Conclusion: Both PELD and MED demonstrated efficacy in treating foraminal and extraforaminal lumbar disc herniations over a 2-year follow-up period. PELD, however, exhibited superior relief of low back pain. Factors, such as low back pain intensity, surgical costs, and symptom recurrence significantly impacted patient dissatisfaction, despite comparable overall satisfaction rates between the two surgical techniques.

Introduction

Lumbar disc herniation is a prevalent condition that significantly impacts individuals by causing severe pain, disability, and a reduced quality of life (1). Among the various types of lumbar disc herniations, foraminal and extraforaminal herniations impose unique diagnostic and treatment challenges due to their anatomical location and the potential for nerve root compression (2, 3). Abdullah et al. (1974) first described the clinical syndrome of far lateral (extraforaminal) lumbar disc herniation (4). This condition arises from the protrusion of the intervertebral disc into the foraminal or extraforaminal regions, leading to mechanical nerve root compression or inflammation at the affected level. Mechanical compression typically occurs due to direct pressure on the nerve root by the herniated disc material, often exacerbated by a narrow foraminal space or degenerative changes, such as osteophyte formation. Additionally, inflammation plays a crucial role in symptom development, as the extruded disc material contains pro-inflammatory mediators, including tumor necrosis factor-alpha (TNF-α), interleukin-1 beta (IL-1β), and prostaglandins. These mediators can induce a cascade of inflammatory responses, causing localized edema, increased vascular permeability, and sensitization of nociceptors. Furthermore, anatomical variations, such as the location of the dorsal root ganglion in close proximity to the extraforaminal space, make these regions particularly susceptible to severe and persistent radicular pain. These mechanical and inflammatory factors contribute to the complex clinical presentation and therapeutic challenges associated with foraminal and extraforaminal lumbar disc herniations.

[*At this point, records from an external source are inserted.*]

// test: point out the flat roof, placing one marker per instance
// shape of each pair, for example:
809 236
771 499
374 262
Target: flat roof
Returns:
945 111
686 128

Clinical series reported an incidence rate of far lateral lumbar disc herniation ranging from 1% to 12% of observed or surgically treated cases of lumbar disc herniation. These cases are typically characterized by nerve root compression at the dorsal ganglia, often manifesting as significant leg pain, whereas back pain is generally mild to moderate. Compression involving the dorsal ganglia frequently leads to a more severe and complex pain syndrome compared to intraforaminal or intracanal disc herniations.

Traditional open surgical techniques have long been employed for managing these cases. However, advances in minimally invasive procedures have introduced alternative surgical options, including percutaneous endoscopic lumbar discectomy (PELD) and microendoscopic discectomy (MED) (5, 6). PELD, distinguished by its minimally invasive approach, offers several benefits, such as reduced tissue disruption, shorter recovery periods, and fewer postoperative complications (7–9). Similarly, MED employs an endoscope to provide improved visualization of the surgical field, enabling a minimally invasive approach with comparable benefits (10).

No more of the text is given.